In order for any noun to come to life, however small and insignificant, it must be set into a dramatic motion that embodies life and yet is bigger than life.  The volunteer daisy or dandelion is an abstraction until it appears as a volunteer in the interstices of a cement sidewalk.  The person who strives toward a goal, however noble, remains an abstraction until presented in the concrete of a near-to-impossible landscape.

There are many unwise temptations to be coped with in the act of composition.  Notable among these temptations are the urges to describe, explain, and, perhaps worst of all, the temptation to prove you are a writer by orotund examples of logic and/or vocabulary.

Many of these fall by the wayside when you consider another great temptation, which is to demonstrate in the manner of a bull or bronco rider at a rodeo, your ability to stay on the literary horse through your use of simile and metaphor.  

If you can distinguish the rodeo writer from his lumbering gait, over-large belt buckles, and ornate boots which no working cowboy would give a second thought to, you can distinguish the showy writer by his or her need to describe every sunrise and sunset as though it were a back drop for a Wagnerian opera, then, in the manner of a calf roper, wrestle sentence after sentence to the ground, tie it with a swirl of gerunds and adverbs, before raising an italic or two and at least one exclamation mark in an arm wave of victory.

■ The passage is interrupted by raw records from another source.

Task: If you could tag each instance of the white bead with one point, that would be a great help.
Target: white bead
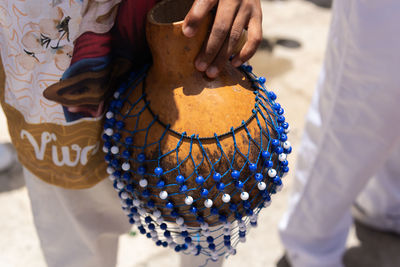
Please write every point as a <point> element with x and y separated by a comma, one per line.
<point>143,182</point>
<point>179,221</point>
<point>163,194</point>
<point>244,196</point>
<point>157,213</point>
<point>278,188</point>
<point>188,200</point>
<point>126,166</point>
<point>124,195</point>
<point>110,170</point>
<point>226,198</point>
<point>114,150</point>
<point>282,157</point>
<point>109,115</point>
<point>204,226</point>
<point>208,203</point>
<point>109,131</point>
<point>261,186</point>
<point>267,203</point>
<point>120,185</point>
<point>272,173</point>
<point>286,145</point>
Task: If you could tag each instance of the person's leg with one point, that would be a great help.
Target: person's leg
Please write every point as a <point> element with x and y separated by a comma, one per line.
<point>379,204</point>
<point>77,227</point>
<point>352,128</point>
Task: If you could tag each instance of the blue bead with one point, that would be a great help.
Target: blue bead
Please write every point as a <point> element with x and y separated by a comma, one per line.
<point>199,179</point>
<point>279,129</point>
<point>239,184</point>
<point>199,219</point>
<point>275,142</point>
<point>185,233</point>
<point>108,144</point>
<point>258,176</point>
<point>262,80</point>
<point>141,157</point>
<point>217,177</point>
<point>129,140</point>
<point>158,171</point>
<point>285,125</point>
<point>160,184</point>
<point>120,124</point>
<point>193,210</point>
<point>117,174</point>
<point>253,167</point>
<point>126,154</point>
<point>163,226</point>
<point>141,170</point>
<point>204,192</point>
<point>271,95</point>
<point>277,180</point>
<point>167,233</point>
<point>221,186</point>
<point>285,169</point>
<point>235,174</point>
<point>150,204</point>
<point>126,176</point>
<point>214,211</point>
<point>279,150</point>
<point>129,188</point>
<point>180,179</point>
<point>146,193</point>
<point>265,154</point>
<point>105,137</point>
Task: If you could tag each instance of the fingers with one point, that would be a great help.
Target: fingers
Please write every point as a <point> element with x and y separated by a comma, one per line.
<point>197,13</point>
<point>253,40</point>
<point>224,18</point>
<point>230,44</point>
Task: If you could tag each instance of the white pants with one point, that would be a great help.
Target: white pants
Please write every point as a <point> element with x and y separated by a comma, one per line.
<point>351,143</point>
<point>80,228</point>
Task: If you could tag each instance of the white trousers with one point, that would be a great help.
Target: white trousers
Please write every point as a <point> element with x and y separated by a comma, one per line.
<point>351,143</point>
<point>80,228</point>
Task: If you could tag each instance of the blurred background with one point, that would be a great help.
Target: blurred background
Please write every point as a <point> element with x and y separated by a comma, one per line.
<point>290,56</point>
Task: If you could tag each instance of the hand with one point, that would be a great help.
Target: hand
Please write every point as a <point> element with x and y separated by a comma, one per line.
<point>233,16</point>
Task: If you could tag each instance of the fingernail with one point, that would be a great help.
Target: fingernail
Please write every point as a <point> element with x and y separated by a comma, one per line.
<point>237,62</point>
<point>212,72</point>
<point>188,31</point>
<point>201,66</point>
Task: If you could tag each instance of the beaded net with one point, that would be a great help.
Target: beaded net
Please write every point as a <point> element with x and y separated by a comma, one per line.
<point>197,195</point>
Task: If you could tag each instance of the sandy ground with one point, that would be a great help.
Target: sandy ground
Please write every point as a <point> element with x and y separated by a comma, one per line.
<point>292,73</point>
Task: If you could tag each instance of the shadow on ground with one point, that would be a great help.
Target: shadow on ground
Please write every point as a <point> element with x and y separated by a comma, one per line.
<point>12,178</point>
<point>376,248</point>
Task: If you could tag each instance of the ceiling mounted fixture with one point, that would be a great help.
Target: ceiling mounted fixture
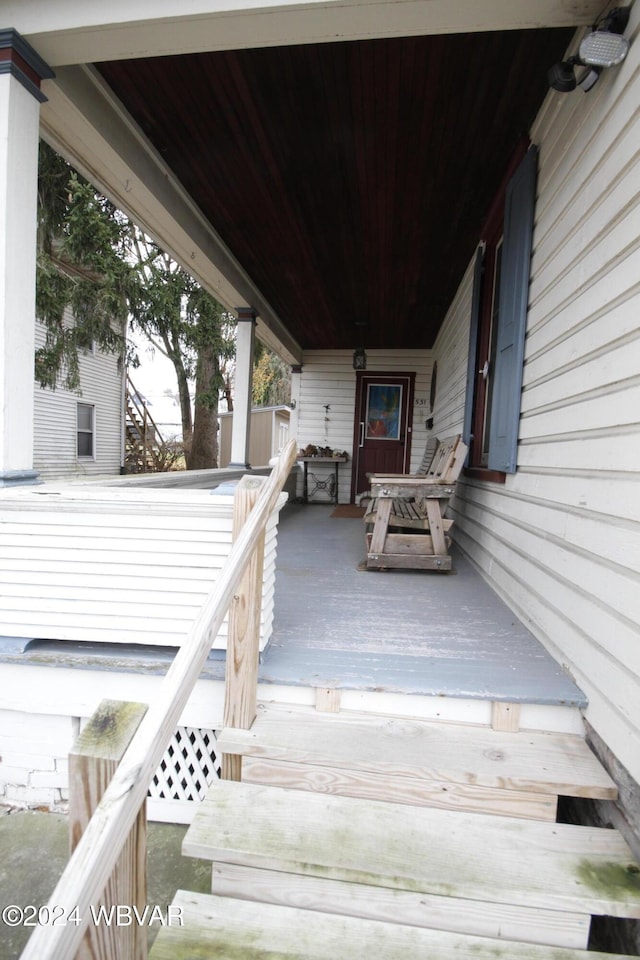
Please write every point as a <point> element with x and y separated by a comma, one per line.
<point>603,47</point>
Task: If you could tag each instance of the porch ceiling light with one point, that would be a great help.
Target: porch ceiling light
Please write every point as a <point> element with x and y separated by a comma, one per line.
<point>603,47</point>
<point>359,359</point>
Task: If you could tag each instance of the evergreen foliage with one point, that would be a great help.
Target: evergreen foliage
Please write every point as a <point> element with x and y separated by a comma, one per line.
<point>95,261</point>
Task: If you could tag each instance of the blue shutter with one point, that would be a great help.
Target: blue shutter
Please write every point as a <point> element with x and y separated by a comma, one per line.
<point>473,344</point>
<point>514,297</point>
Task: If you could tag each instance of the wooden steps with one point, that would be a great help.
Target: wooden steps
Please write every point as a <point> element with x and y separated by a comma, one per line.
<point>545,869</point>
<point>385,854</point>
<point>456,766</point>
<point>216,927</point>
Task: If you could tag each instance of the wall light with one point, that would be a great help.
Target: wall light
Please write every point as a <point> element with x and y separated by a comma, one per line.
<point>359,359</point>
<point>603,47</point>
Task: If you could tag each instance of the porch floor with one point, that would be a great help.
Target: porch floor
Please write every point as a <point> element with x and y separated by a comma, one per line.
<point>398,631</point>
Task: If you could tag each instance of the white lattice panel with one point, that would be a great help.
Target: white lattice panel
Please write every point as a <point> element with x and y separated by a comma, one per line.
<point>189,765</point>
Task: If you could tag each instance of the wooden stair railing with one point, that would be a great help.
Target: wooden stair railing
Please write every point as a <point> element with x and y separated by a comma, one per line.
<point>91,865</point>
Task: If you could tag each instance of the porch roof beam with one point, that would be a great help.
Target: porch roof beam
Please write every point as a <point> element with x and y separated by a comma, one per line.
<point>88,31</point>
<point>85,123</point>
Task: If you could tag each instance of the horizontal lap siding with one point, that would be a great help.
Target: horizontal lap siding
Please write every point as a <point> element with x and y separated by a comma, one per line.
<point>561,539</point>
<point>54,439</point>
<point>117,572</point>
<point>329,377</point>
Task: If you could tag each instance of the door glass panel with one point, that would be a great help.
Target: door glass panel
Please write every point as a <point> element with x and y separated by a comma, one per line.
<point>384,405</point>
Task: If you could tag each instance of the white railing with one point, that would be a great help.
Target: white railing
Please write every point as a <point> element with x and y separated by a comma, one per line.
<point>92,863</point>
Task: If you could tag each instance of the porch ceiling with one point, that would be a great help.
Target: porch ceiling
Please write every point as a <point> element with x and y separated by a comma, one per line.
<point>349,179</point>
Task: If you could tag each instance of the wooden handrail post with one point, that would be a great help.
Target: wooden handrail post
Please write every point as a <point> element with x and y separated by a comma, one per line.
<point>92,762</point>
<point>96,855</point>
<point>243,640</point>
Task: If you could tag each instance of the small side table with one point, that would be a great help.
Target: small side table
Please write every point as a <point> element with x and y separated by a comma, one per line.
<point>327,484</point>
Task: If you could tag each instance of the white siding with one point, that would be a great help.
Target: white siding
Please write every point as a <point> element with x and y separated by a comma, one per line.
<point>561,539</point>
<point>328,377</point>
<point>90,563</point>
<point>54,454</point>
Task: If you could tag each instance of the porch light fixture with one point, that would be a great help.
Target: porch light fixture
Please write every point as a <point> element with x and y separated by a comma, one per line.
<point>359,359</point>
<point>603,47</point>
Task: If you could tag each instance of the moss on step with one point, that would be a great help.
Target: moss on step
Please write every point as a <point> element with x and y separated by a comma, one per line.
<point>611,880</point>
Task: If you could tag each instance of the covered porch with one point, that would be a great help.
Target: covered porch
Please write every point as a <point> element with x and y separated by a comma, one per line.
<point>407,642</point>
<point>397,632</point>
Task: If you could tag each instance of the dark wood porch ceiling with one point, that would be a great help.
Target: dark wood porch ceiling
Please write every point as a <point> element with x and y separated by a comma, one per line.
<point>350,180</point>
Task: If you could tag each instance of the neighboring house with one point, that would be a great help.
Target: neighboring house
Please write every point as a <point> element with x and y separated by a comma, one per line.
<point>269,433</point>
<point>81,434</point>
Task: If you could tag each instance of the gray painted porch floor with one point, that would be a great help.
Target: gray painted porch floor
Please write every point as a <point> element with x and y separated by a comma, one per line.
<point>399,631</point>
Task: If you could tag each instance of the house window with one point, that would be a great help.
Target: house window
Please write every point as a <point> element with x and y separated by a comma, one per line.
<point>86,430</point>
<point>498,323</point>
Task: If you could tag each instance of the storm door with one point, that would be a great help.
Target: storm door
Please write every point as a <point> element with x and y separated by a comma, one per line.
<point>382,434</point>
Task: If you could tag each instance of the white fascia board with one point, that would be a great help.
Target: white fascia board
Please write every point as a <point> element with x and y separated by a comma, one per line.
<point>88,31</point>
<point>88,126</point>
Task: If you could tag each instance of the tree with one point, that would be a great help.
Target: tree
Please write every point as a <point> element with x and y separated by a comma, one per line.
<point>82,265</point>
<point>188,326</point>
<point>93,259</point>
<point>271,379</point>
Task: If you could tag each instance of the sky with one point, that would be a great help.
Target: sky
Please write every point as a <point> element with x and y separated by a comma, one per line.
<point>152,379</point>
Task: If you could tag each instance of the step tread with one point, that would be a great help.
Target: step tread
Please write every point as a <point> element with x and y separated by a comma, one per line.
<point>216,926</point>
<point>420,849</point>
<point>551,763</point>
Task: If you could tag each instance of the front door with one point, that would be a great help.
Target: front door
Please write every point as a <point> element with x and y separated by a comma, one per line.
<point>382,434</point>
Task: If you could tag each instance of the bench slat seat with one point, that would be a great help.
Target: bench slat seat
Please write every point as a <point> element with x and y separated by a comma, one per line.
<point>414,504</point>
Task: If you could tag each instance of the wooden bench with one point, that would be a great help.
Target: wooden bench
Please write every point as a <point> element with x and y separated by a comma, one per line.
<point>413,506</point>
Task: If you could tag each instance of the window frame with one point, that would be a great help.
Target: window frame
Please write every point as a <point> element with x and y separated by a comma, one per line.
<point>84,432</point>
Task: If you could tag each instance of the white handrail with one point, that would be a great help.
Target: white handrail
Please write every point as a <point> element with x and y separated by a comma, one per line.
<point>94,858</point>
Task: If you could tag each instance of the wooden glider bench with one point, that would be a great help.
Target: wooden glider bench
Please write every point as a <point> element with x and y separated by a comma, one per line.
<point>413,505</point>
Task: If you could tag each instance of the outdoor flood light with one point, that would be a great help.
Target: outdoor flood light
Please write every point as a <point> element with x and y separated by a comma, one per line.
<point>603,47</point>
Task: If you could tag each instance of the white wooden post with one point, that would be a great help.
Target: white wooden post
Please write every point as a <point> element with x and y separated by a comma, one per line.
<point>20,71</point>
<point>241,429</point>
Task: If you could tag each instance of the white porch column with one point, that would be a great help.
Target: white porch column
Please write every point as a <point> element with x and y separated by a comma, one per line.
<point>241,431</point>
<point>21,70</point>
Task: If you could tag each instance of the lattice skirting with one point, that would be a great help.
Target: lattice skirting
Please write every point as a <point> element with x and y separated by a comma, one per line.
<point>189,766</point>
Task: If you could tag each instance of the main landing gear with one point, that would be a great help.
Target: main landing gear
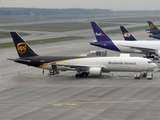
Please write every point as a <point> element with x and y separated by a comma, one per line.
<point>83,74</point>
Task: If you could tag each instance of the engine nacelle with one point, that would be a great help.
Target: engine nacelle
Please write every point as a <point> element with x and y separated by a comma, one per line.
<point>95,71</point>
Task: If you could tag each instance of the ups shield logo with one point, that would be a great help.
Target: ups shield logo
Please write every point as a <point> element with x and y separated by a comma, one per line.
<point>151,26</point>
<point>21,48</point>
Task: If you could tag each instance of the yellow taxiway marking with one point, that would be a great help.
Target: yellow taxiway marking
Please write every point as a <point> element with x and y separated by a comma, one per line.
<point>142,101</point>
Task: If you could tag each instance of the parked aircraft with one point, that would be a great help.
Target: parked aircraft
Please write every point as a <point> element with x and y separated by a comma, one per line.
<point>83,65</point>
<point>154,31</point>
<point>127,35</point>
<point>148,48</point>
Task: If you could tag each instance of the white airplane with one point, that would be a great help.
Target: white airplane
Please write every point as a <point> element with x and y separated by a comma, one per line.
<point>83,65</point>
<point>148,48</point>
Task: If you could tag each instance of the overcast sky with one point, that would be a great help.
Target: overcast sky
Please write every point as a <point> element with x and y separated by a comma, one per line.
<point>103,4</point>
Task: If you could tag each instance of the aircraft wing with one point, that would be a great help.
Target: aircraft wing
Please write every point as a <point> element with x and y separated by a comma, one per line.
<point>142,48</point>
<point>80,67</point>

In your eagerness to establish your own peer relationship with the likes of Louise Erdrich, Willa Cather, Elmore Leonard, and Philip Roth, you have gone out of your way to learn such mischief, thinking writing to be a rodeo rather than a story or an essay, pumping up your language the way a body builder pumps iron, casting about for the literary equivalents of steroids with which you could flex your sentences, bulge your paragraphs, and, of course, lose track of the story or subject on which you'd embarked.

You might even reach for the pathetic fallacy, where planets, oceans, mountains, and trees take on human characteristics, perhaps in demonstration of your pantheistic vision but more likely to demonstrate your overeagerness to demonstrate how all the elements, known and unknown, are there in support of your story or argument.

With time, your excesses came back to haunt you.  In order to pay the rent, you became an editor, at first to avoid other jobs which seemed to share the common denominator of tediousness, but then because editing began to make sense in much the same way writing made sense, which is to say because editing a good writer was as much fun as reading a good book or writing a story.

You could by then argue with yourself that such excesses are necessary to get the essence of your intent down.  Writing in terms of them would influence your characters, their scenes, and the settings of these scenes.  Of course, you'd edit them all out in subsequent drafts.

This approach is in some ways the equivalent of telling a group of noisy youngsters to keep it down, to stop showing off, to behave more like an adult.  You might even go so far as to tell them to stop trying to do the thing they do best, which is noisily interact, trusting dreams and fantasies, ruled by as unexaggerated world as possible.

Most productive writers exaggerate.  They even go so far as to exaggerate ordinariness.  Consider, for example, what Melville did with Bartleby.

Comedy is exaggerated tragedy.  Humor is exaggerated awareness of the human condition.  How, oh, how can we be aware without seeing the universe about us as anything but an enormous cosmic exaggeration?

The Trickster, Captain Spaulding, The Coyote, certain poets, and certain writers, circulate among us with their stories, their versions, their stage make-up eyebrows.  You have a good start with the eyebrows.